Esto me hizo pensar en cuándo nosotros nos comportamos así, como «sustancias anfóteras». Me refiero a cómo podemos cambiar nuestra actitud o nuestra forma de ser según estemos con unas personas u otras, o en unos ambientes u otros.
Es cierto que hay circunstancias en los que uno tiene que saber estar. Ahí hay que manifestar un comportamiento adecuado a ese lugar, sacando de nosotros esas formas que nos ayudan. No es lo mismo estar viendo un paso de Semana Santa que estar en la Feria de Abril de Sevilla. No es lo mismo estar en una reunión de trabajo que tomando unas copas con los compañeros en un bar. Eso no quiere decir que finjamos, sino que seleccionamos la parte de nosotros que es más adecuada para ese momento.

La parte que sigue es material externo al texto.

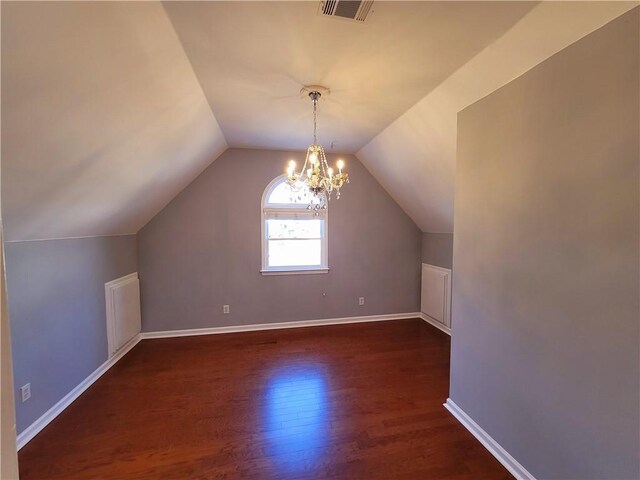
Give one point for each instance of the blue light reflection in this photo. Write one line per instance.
(296, 417)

Sin embargo, hay contextos donde no nos atrevemos a ser como somos, y entonces sí que fingimos, creando una persona que, realmente, no somos. Hay veces que desfasamos porque el escenario es festivo y no quieres quedar como una seta, aunque, en el fondo, no te gusta ese sitio ni la gente que lo integra, quizás has ido por fuerza y prefieras estar en otro lugar más tranquilo. Pero no te atreviste a decir «no, no me apetece, no me gustan esas cosas».

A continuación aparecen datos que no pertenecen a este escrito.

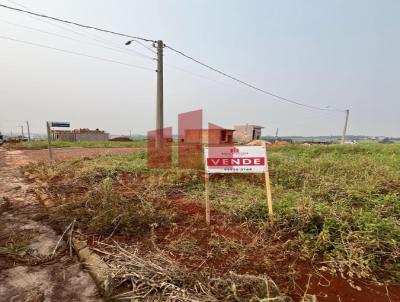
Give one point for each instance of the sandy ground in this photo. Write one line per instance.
(28, 270)
(24, 156)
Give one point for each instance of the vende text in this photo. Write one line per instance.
(222, 162)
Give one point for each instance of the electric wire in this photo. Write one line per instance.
(250, 85)
(74, 53)
(73, 39)
(75, 23)
(83, 33)
(278, 97)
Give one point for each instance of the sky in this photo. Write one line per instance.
(335, 54)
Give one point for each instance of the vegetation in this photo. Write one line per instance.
(33, 145)
(336, 206)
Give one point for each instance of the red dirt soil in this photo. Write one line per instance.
(42, 155)
(280, 267)
(289, 273)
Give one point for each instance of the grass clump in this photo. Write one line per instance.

Hay situaciones donde no te atreves a expresar lo que realmente piensas de algo o cómo vives la vida (¿cuántas veces no nos atrevemos a decir, por ejemplo, que somos cristianos y vivimos como tales?) y simplemente callas o asientes por cumplir. Si lo pensamos, lo hacemos para no generar incomodidad o debates para los que sentimos que no estamos a la altura o que, simplemente, no queremos enfrentar (dichoso complejo de inferioridad que nos entra pensando que el otro siempre tiene razón). No ocurre eso en reuniones en las que nos sentimos seguros y entonces nos atrevemos a decir lo que pensamos. Pero, ante esto, me hago la siguiente pregunta: ¿tiene algún valor decir lo que se piensa a quienes sabes que piensan como tú? Esto me recuerda a lo que dijo Jesús:
«Si amáis a los que os aman, ¿qué mérito tenéis? Porque también los pecadores aman a los que los aman».
Quizás nos pase como al agua: que tenemos ese «anfoterismo» y vamos cambiando nuestra esencia según lo que tengamos delante. Esto nos ha pasado alguna vez en la vida (¿nunca te has sorprendido a ti mismo preguntándote por qué has dicho o hecho tal cosa si en el fondo no lo sentías ni te apetecía?). Entonces, quizás, es el momento de preguntarte quién eres realmente, coger ese ser tuyo y no avergonzarte de él, dejarlo fluir y, si es preciso, corregirlo para mejorarlo. Eso, probablemente, nos ayude también a ser menos rígidos con los demás y aprendamos a aceptarlos y quererlos tal y como son, y no tal y como nos gustaría que fueran.
Ser uno mismo es una batalla que debemos enfrentar toda la vida. Es como pulir una piedra (que, si se pule bien, puede resultar que se descubra que es un diamante). A mí dicha batalla me recuerda muchas veces al proceso de escritura: una va escribiendo al principio lo que va pensando y luego lo «poda», como digo yo. Esto es: le vas dando forma, lo vas ordenando y le vas dando su cadencia para sacar lo mejor de él. Y lo que no sirva porque no es fiel a lo que se quiere transmitir, se borra y ya está.
Ahora mismo se me ocurre que, probablemente, la vida es esa novela que tú y solo tú escribes. Vas dándole tu propia estructura. Vas mejorando el estilo. Vas corrigiendo. Y vas buscando un final feliz que es, al final, lo que hemos venido a ser en esta vida: felices.